Purification of multi-walled carbon nanotubes by microwave digestion

method

Introduction

Many kinds of synthetic techniques have been developed, such as laser ablation, plasma-enhanced chemical vapor deposition, arc discharge, pyrolysis and thermal chemical vapor deposition. Transition metal (e.g. Fe, Co, Ni) particles are known to be

catalysts for vapor grown carbon nanotube synthesis, in which hydrocarbons (e.g. CH4, C6H6) are used as gas source. Metal catalysts are generally necessary to activate carbon nanotube growth. Carbon nanotubes may find their limited use for some applications as they contain a small fraction of metal catalyst in the tubes and tend to have defects along the graphene tube wall.

Defects within the multi-walled carbon nanotubes would reduce electrical and structure properties.

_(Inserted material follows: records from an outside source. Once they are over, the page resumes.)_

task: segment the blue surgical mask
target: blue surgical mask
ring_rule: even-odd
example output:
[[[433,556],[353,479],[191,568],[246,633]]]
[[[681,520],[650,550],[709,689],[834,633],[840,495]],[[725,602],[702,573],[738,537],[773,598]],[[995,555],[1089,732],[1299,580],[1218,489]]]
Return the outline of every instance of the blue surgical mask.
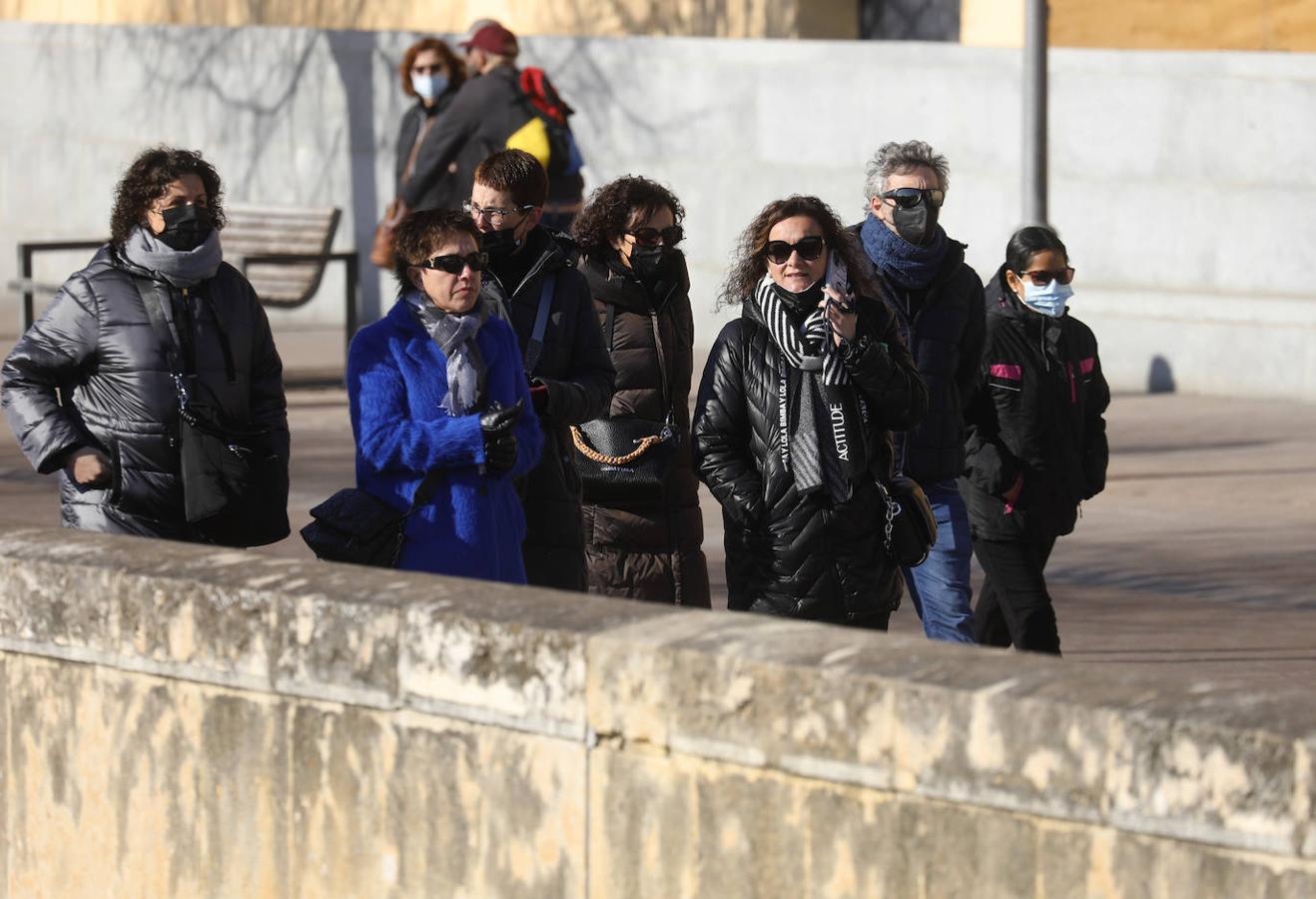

Recently, many purified methods have been investigated and have been used successfully to remove impurities from carbon soot. One of the efficient purification methods reported by Tsang et al. was oxidation in air at 750 °C. Due to the small difference in reactivity between multi-walled carbon nanotubes (MWCNTs) and carbon nanoparticles, pure MWCNTs were obtained after prolonged oxidation.

Many following up researchers adopted thermal annealing and similar thermal oxidation method to purify CNTs but with low yield.

In this work, a microwave-assisted digestion system was used to dissolve the metal catalyst. Inorganic acids such as H2SO4, HNO3 and HCl can rapidly absorb microwave heat and energy and completely dissolve metals that residue in carbon nanotubes. Since Environmental Protection Agency (EPA) recommended the microwave-assisted method with nitric acid, this leaching procedure of metals has been widely applied in sediments soils and sludge.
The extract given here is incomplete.